Here's my issue: I have a first dataframe which is basically a list of cities, and the country they reside in. I have a second dataframe, with a list of users, and the cities they reside in. I'd like to add a "country" column to the second dataframe, where its value would be based on the "city" column of course, but the city names can me typed differently (for example Washington and washington would both have to give me USA).
I though the best way to do that would be to create a foo(country: String) : String
which would return the country by parsing the first dataframe, but I can't find a way to use this function while creating my new column.

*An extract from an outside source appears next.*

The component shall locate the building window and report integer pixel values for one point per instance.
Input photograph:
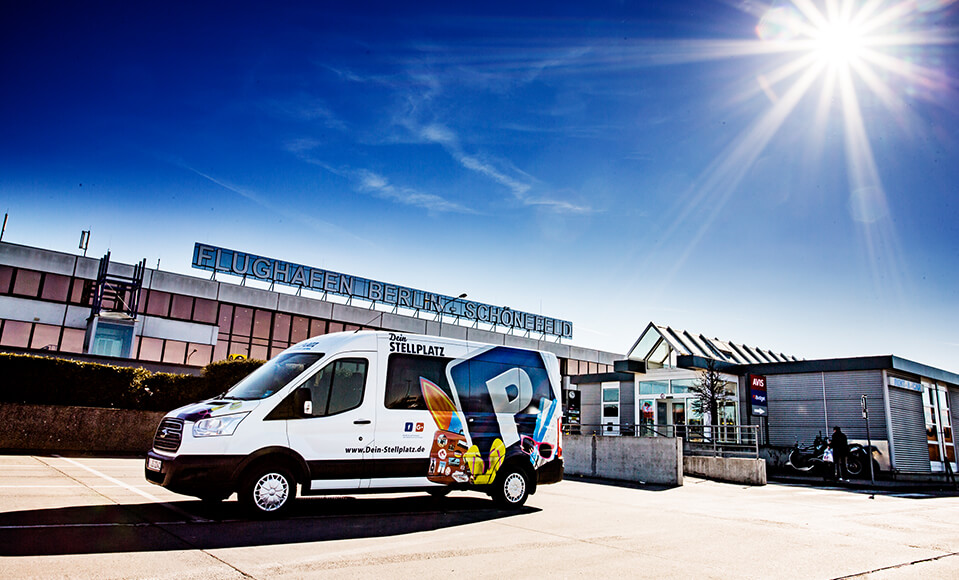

CodePudding user response:
first put in lower case the city column of both dataframes, since you go to join on key city and after, effect the capitalize of the first letter, this code should do what you are looking for:
object Main {
def main(args: Array[String]): Unit = {
val sparkSession: SparkSession = SparkSession.builder()
.master("local[1]")
.appName("SparkByExamples.com")
.getOrCreate()
import sparkSession.implicits._
val citiesDF = Seq(
("London", "England"), ("Washington", "USA")
)
.toDF("city", "country")
.withColumn("city", lower(col("city")))
val usersDF = Seq(
("Andy", "London"), ("Mark", "Washington"), ("Bob", "washington")
)
.toDF("name", "city")
.withColumn("city", lower(col("city")))
val resultDF = citiesDF.join(usersDF, Seq("city"))
.withColumn("city", initcap(col("city")))
resultDF.show()
}
}